Chacun sa route, chacun son chemin
Il aurait fallu être une petite souris pour assister aux derniers échanges entre Patrick Vieira et le duo Julien Fournier-Jean-Pierre Rivère, celui-là même qui s’était décarcassé pour séduire le Français deux ans plus tôt en multipliant les allers-retours dans la Grosse Pomme. Entre les trois hommes forts de l’OGC Nice, il y avait du respect, mais aussi quelques tensions depuis le départ soudain du ticket Fournier-Rivère à l’hiver 2019 pour revenir six mois plus tard dans les bagages d’INEOS. Au rayon des bonnes excuses pour expliquer son échec, Vieira pourra peut-être piocher dans cette légère instabilité institutionnelle, lui qui aura vécu le passage d’un actionnaire à un autre avec le rachat du club par l’ambitieux Jim Ratcliffe et le départ du groupe sino-américain incarné par le pingre Chien Lee.

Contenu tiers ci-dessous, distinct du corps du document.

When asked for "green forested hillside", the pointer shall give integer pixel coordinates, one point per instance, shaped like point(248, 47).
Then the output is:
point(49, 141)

Mais sous les ordres de Vieira, le Gym n’aura pas réussi à passer à la vitesse supérieure sportivement, malgré une qualification européenne inespérée et obtenue grâce à une 5e place au moment de l’arrêt du championnat. « J’espère que Patrick pourra enfin vivre une saison normale sur le banc niçois, expliquait le directeur du football Julien Fournier cet été. Sa première saison a été perturbée, en partie à cause de nous. La seconde est extraordinaire. On a envie de continuer ensemble, nous comme lui. On doit tous être meilleurs, l’ambition va augmenter, l’exigence aussi, pour tout le monde. » L’échec en Ligue Europa, dans un groupe où Nice aurait dû s’en tirer avec plus de trois points en cinq journées, et l’actuelle 11e place en Ligue 1 auront fini de convaincre les dirigeants niçois, qui ont décidé de nommer Adrian Ursea pour écrire la suite de l’histoire et du projet. « Ce n’est jamais très agréable sur le plan humain de prendre une telle décision, a concédé le président Rivère lors d’une conférence de presse organisée ce vendredi après-midi. Mais nous ne sommes pas des gens qui agissent sur une défaite, c’est une réflexion qu’on mène depuis un certain temps. On est tous responsables, mais quand on considère que la route n’est pas la bonne, il ne faut pas hésiter à se poser des questions et en prendre une autre. » Avec une nouvelle ligne à son CV et une réputation en baisse, Vieira doit maintenant continuer la sienne de son côté.